If seven years in the funeral business has taught me anything, it is that life is mostly random and bad stuff can and will happen – often repeatedly, sometimes all at the same time. Misfortune is rarely a lone traveller and we like to think we control our own destines, when we are really just monkeys masquerading as organ grinders.
So watching Virender Sehwag imposing his will on everything around him at Indore on his way to becoming only the second man to score an ODI double ton felt, ironically, like a haven in a storm.
Sure, Sachin was the first, and one could argue at length whose was the greater innings, although being the first to break that psychological barrier when few dared contemplate the possibility will always remain an astonishing achievement.
Sehwag may have joined the Little Master by way of a flat deck against West Indian bowling on a ground with small boundaries. He may have had a bit of luck when he was dropped on 170 by Darren Sammy. And if you want to be statistically picky about it, Belinda Clark holds the record in a limited overs international with 229* for Australia against Denmark in the 1997 World Cup.
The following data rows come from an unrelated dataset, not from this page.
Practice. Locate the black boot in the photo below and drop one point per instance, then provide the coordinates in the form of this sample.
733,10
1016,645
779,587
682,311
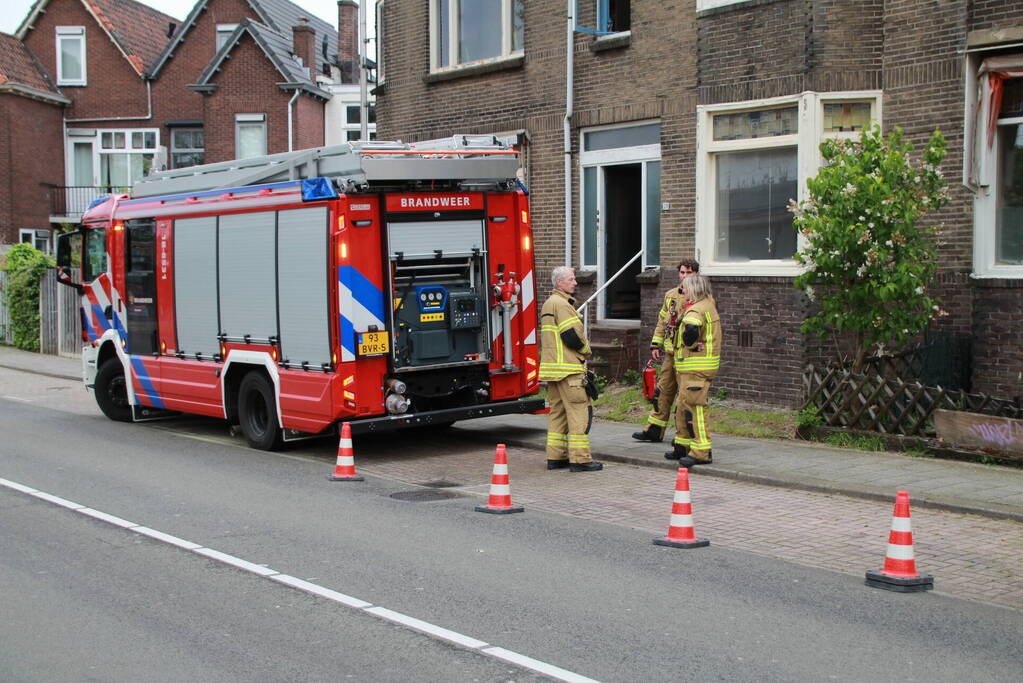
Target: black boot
652,434
677,452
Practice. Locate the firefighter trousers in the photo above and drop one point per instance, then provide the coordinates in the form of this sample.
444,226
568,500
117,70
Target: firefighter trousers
693,414
667,388
568,423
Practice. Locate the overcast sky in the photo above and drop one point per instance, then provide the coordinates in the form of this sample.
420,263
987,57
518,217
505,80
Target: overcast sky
12,12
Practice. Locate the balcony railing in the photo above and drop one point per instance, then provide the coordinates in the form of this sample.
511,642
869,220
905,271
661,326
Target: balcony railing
71,201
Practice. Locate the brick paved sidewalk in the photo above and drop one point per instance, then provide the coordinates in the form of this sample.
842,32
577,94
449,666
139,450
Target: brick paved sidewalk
971,556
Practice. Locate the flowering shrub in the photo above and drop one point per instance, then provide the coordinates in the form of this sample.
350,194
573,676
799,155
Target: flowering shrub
864,254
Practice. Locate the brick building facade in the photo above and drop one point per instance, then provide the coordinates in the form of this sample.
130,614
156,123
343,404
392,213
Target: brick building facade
96,93
694,123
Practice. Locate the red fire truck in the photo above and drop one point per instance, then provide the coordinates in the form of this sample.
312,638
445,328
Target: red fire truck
385,284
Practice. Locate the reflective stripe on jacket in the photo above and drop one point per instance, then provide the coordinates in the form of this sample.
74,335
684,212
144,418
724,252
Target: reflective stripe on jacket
557,360
705,355
663,337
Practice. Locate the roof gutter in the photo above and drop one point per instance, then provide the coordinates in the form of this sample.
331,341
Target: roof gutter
147,117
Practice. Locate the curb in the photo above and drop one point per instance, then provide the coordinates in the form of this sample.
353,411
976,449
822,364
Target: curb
718,472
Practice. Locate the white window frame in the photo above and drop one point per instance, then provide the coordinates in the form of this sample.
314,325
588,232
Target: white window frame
807,143
453,26
34,239
223,32
249,120
985,199
73,35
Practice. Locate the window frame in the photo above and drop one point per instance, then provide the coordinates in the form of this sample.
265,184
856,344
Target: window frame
174,149
250,120
71,34
806,141
985,191
222,34
506,51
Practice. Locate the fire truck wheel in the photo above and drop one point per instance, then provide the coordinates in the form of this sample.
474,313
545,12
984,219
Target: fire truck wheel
258,412
112,391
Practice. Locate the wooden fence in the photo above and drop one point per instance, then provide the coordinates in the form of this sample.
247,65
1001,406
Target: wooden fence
59,321
876,403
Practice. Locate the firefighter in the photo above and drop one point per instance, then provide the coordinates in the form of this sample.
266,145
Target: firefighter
699,335
662,346
563,366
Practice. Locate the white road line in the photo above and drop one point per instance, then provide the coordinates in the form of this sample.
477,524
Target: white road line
259,570
320,591
426,628
537,666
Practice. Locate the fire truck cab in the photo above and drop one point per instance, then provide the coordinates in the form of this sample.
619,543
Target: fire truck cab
384,284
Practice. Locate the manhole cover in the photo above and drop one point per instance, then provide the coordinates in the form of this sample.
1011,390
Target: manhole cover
424,495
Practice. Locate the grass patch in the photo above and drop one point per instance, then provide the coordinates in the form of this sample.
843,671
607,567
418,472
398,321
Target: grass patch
858,442
623,402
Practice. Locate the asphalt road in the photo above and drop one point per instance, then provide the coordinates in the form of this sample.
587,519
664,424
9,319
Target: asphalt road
87,600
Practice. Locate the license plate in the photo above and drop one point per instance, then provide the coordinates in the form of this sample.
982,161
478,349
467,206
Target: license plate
373,344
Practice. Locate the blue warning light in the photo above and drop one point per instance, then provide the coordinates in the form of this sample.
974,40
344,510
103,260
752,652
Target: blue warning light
318,188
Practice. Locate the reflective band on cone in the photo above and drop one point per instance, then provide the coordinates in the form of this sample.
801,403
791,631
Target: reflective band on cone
680,530
500,490
345,469
899,573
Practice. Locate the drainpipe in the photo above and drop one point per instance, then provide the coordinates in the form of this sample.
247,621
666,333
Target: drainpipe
291,125
569,104
148,110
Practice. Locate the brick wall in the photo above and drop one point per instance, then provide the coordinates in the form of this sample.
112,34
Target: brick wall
247,84
27,161
172,99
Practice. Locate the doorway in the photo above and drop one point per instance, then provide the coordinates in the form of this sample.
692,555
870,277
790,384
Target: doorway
622,238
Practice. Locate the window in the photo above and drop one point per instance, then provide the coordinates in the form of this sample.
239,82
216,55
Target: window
470,31
39,239
126,155
187,147
250,135
71,55
224,32
352,124
994,165
753,158
613,15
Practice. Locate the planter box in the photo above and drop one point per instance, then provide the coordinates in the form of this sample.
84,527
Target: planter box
984,433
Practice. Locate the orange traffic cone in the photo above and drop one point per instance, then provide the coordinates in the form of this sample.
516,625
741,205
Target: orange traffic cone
500,491
899,573
680,533
345,469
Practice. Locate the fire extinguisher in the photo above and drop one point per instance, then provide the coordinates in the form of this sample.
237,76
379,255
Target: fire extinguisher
650,382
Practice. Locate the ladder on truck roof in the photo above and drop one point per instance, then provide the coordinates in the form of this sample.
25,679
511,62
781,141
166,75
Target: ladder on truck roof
464,158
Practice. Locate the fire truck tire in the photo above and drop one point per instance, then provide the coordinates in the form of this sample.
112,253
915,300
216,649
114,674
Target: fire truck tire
258,412
112,391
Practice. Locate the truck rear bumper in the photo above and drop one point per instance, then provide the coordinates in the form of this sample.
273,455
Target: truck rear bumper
519,406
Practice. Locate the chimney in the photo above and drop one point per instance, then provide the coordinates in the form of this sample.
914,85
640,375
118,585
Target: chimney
348,40
304,44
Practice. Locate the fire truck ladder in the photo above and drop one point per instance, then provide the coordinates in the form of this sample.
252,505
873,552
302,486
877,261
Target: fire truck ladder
470,161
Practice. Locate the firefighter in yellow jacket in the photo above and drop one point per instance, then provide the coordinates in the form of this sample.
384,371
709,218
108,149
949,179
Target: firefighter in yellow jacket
699,336
662,349
563,366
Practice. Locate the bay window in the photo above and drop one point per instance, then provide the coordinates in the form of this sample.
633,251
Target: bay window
754,158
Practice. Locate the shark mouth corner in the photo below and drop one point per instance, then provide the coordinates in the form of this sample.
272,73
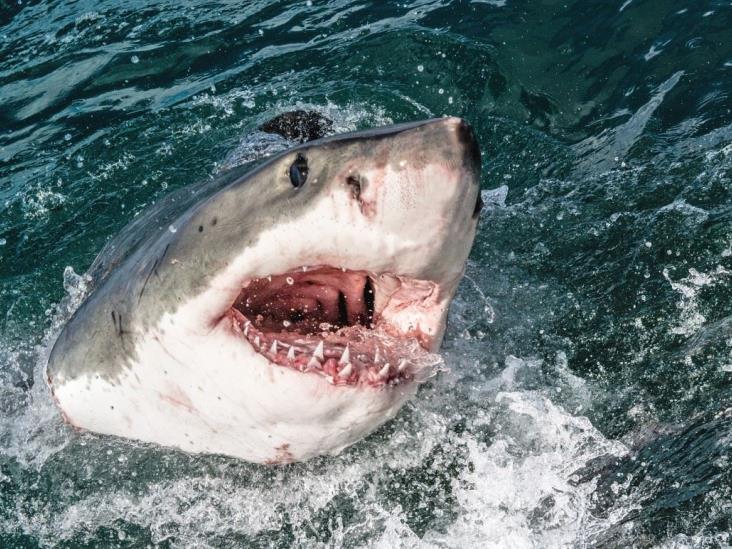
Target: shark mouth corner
351,327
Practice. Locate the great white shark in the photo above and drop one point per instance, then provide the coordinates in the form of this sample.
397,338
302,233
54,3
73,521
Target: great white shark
280,313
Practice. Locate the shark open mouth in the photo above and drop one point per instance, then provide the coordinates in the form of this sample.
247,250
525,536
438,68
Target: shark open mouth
352,327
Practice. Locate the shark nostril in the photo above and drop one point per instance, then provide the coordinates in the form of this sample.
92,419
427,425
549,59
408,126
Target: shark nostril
478,205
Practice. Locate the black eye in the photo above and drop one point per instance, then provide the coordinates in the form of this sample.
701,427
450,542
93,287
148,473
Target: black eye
299,171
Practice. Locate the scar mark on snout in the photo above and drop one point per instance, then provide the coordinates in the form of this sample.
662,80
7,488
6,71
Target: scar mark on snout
282,456
118,327
153,270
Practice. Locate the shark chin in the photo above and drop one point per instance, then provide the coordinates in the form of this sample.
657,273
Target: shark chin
279,312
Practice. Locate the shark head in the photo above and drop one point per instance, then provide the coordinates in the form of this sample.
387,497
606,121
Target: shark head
288,313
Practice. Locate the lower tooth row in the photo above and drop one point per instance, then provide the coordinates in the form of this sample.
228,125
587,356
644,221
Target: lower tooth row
315,361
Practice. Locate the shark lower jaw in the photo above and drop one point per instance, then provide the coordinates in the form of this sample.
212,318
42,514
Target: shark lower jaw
354,328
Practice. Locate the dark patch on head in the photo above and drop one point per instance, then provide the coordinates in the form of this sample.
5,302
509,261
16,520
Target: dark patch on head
354,182
478,205
466,136
368,301
342,309
299,125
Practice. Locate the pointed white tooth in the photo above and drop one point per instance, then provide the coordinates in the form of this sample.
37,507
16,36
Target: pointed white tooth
345,357
318,352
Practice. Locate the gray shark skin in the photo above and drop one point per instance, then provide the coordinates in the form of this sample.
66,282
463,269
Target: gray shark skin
376,233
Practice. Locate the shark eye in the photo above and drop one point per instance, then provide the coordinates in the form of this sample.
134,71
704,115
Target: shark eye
299,171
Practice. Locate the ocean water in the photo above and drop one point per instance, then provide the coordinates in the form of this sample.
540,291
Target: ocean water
588,397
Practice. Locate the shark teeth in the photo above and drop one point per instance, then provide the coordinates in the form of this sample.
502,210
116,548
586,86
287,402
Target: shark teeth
318,352
345,357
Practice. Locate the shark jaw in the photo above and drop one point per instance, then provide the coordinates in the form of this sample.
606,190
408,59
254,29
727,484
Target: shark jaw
278,323
350,327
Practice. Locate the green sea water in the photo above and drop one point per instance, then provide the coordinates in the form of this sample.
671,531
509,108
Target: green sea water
587,401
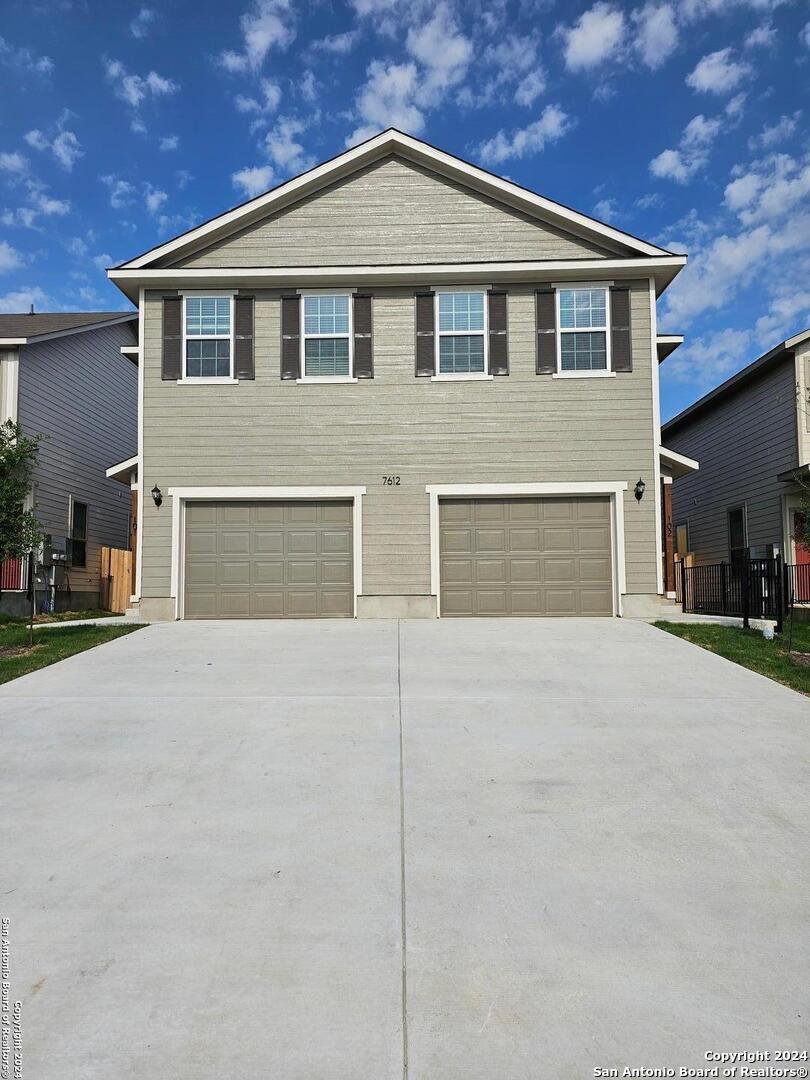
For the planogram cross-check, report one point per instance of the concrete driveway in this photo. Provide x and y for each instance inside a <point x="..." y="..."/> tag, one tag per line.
<point x="604" y="860"/>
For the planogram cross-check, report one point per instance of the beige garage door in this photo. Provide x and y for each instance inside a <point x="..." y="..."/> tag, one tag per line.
<point x="268" y="561"/>
<point x="525" y="556"/>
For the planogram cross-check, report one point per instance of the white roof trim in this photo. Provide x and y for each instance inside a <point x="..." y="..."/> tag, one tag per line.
<point x="122" y="467"/>
<point x="673" y="458"/>
<point x="390" y="142"/>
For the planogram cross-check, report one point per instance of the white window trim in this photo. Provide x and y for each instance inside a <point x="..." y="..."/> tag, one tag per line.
<point x="602" y="373"/>
<point x="460" y="376"/>
<point x="616" y="489"/>
<point x="208" y="379"/>
<point x="326" y="378"/>
<point x="180" y="496"/>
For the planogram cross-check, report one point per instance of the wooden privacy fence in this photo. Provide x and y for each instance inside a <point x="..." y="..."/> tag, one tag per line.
<point x="115" y="584"/>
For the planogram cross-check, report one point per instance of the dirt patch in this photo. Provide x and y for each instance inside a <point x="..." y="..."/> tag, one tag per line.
<point x="10" y="651"/>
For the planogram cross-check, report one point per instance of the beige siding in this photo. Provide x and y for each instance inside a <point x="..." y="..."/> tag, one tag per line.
<point x="392" y="212"/>
<point x="81" y="394"/>
<point x="520" y="429"/>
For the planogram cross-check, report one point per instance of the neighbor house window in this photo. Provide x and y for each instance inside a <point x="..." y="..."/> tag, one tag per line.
<point x="583" y="329"/>
<point x="207" y="337"/>
<point x="461" y="333"/>
<point x="78" y="534"/>
<point x="326" y="336"/>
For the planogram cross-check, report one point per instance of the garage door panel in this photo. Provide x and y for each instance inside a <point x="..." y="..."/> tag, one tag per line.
<point x="548" y="556"/>
<point x="269" y="559"/>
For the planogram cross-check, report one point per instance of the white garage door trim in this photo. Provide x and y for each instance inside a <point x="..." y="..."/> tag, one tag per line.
<point x="180" y="496"/>
<point x="613" y="488"/>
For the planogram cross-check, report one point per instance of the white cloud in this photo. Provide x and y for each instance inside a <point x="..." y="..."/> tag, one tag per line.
<point x="657" y="34"/>
<point x="553" y="124"/>
<point x="606" y="210"/>
<point x="135" y="89"/>
<point x="680" y="164"/>
<point x="283" y="148"/>
<point x="13" y="162"/>
<point x="253" y="181"/>
<point x="777" y="132"/>
<point x="269" y="24"/>
<point x="761" y="37"/>
<point x="530" y="88"/>
<point x="121" y="191"/>
<point x="22" y="299"/>
<point x="718" y="72"/>
<point x="143" y="23"/>
<point x="24" y="59"/>
<point x="387" y="100"/>
<point x="10" y="257"/>
<point x="596" y="36"/>
<point x="153" y="198"/>
<point x="337" y="43"/>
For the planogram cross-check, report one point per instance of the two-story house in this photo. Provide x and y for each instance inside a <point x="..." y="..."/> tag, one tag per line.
<point x="399" y="386"/>
<point x="752" y="434"/>
<point x="71" y="378"/>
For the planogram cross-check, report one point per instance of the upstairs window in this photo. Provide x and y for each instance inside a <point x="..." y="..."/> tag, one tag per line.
<point x="208" y="337"/>
<point x="461" y="333"/>
<point x="583" y="329"/>
<point x="326" y="338"/>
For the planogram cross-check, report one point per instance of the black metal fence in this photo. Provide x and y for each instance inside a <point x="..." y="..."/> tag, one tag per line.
<point x="747" y="589"/>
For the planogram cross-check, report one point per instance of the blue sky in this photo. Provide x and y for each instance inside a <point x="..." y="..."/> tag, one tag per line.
<point x="684" y="122"/>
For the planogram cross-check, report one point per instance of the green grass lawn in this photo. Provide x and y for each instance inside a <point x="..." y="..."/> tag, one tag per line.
<point x="748" y="648"/>
<point x="18" y="658"/>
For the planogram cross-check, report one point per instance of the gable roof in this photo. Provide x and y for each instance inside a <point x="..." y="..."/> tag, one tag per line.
<point x="759" y="366"/>
<point x="25" y="328"/>
<point x="379" y="146"/>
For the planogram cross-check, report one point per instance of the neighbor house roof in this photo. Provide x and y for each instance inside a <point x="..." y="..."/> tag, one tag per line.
<point x="143" y="270"/>
<point x="760" y="365"/>
<point x="25" y="328"/>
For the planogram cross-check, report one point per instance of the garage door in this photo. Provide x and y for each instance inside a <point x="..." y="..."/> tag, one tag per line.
<point x="268" y="561"/>
<point x="526" y="556"/>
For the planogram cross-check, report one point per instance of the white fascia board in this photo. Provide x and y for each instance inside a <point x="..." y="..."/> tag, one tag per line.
<point x="391" y="142"/>
<point x="577" y="487"/>
<point x="122" y="467"/>
<point x="673" y="458"/>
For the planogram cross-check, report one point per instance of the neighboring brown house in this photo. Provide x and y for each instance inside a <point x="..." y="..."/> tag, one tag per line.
<point x="752" y="435"/>
<point x="399" y="385"/>
<point x="71" y="377"/>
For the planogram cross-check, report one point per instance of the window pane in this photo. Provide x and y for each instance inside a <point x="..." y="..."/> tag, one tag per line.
<point x="461" y="311"/>
<point x="460" y="354"/>
<point x="583" y="352"/>
<point x="208" y="360"/>
<point x="582" y="308"/>
<point x="326" y="356"/>
<point x="326" y="314"/>
<point x="207" y="314"/>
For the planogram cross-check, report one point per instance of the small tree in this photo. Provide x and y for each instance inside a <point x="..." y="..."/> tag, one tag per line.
<point x="19" y="530"/>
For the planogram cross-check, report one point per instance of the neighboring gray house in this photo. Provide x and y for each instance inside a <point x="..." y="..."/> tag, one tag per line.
<point x="752" y="436"/>
<point x="71" y="377"/>
<point x="399" y="385"/>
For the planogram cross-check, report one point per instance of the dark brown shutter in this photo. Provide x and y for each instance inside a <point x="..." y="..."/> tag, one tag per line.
<point x="547" y="332"/>
<point x="243" y="364"/>
<point x="363" y="339"/>
<point x="426" y="350"/>
<point x="621" y="352"/>
<point x="291" y="331"/>
<point x="498" y="348"/>
<point x="172" y="362"/>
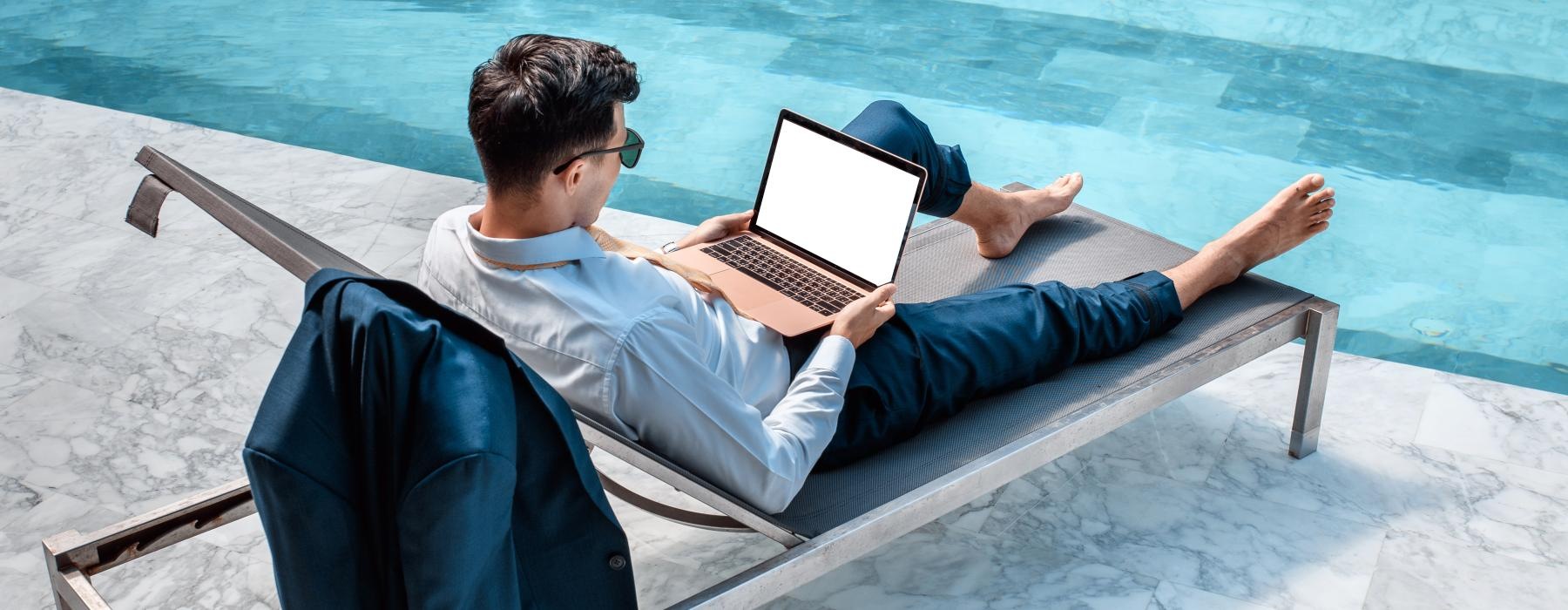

But when Virender Sehwag is in form there is no sight quite like it.
He may be an old dog, in terms of an international career that’s been going for 12 years, but one with no need of new tricks: see ball, hit ball, repeat again – further, faster, longer, harder. His 15th ODI hundred may have come from 69 balls, but as far as the West Indies were concerned the pleasure was all one way. By the time he was caught in the deep by substitute fielder Anthony Martin for 219 – ending a knock that included 25 fours and 7 sixes – he was seeing it like Sputnik.
It’s been a quiet series for Viru up until now. But when record books are rewritten, previous failures cease to matter quite as much. The wonderful thing about history-making knocks like this is that they are elevated to a level where extraneous factors such as the quality of the bowling, or the wicket, or whether or not you even give a fuck about ODIs anyway, become, for that moment, irrelevant. Only their greatness matters. It is the perfect distillation of excellence; the purity of achievement. When Virender Sehwag hits the ball as cleanly as he did yesterday, the planets realign, Armageddon is put on hold, the pale horse of the Apocalypse pulls up lame and the Pequod makes it back to port. And, more importantly, it gives us all something to smile about in these fractious times.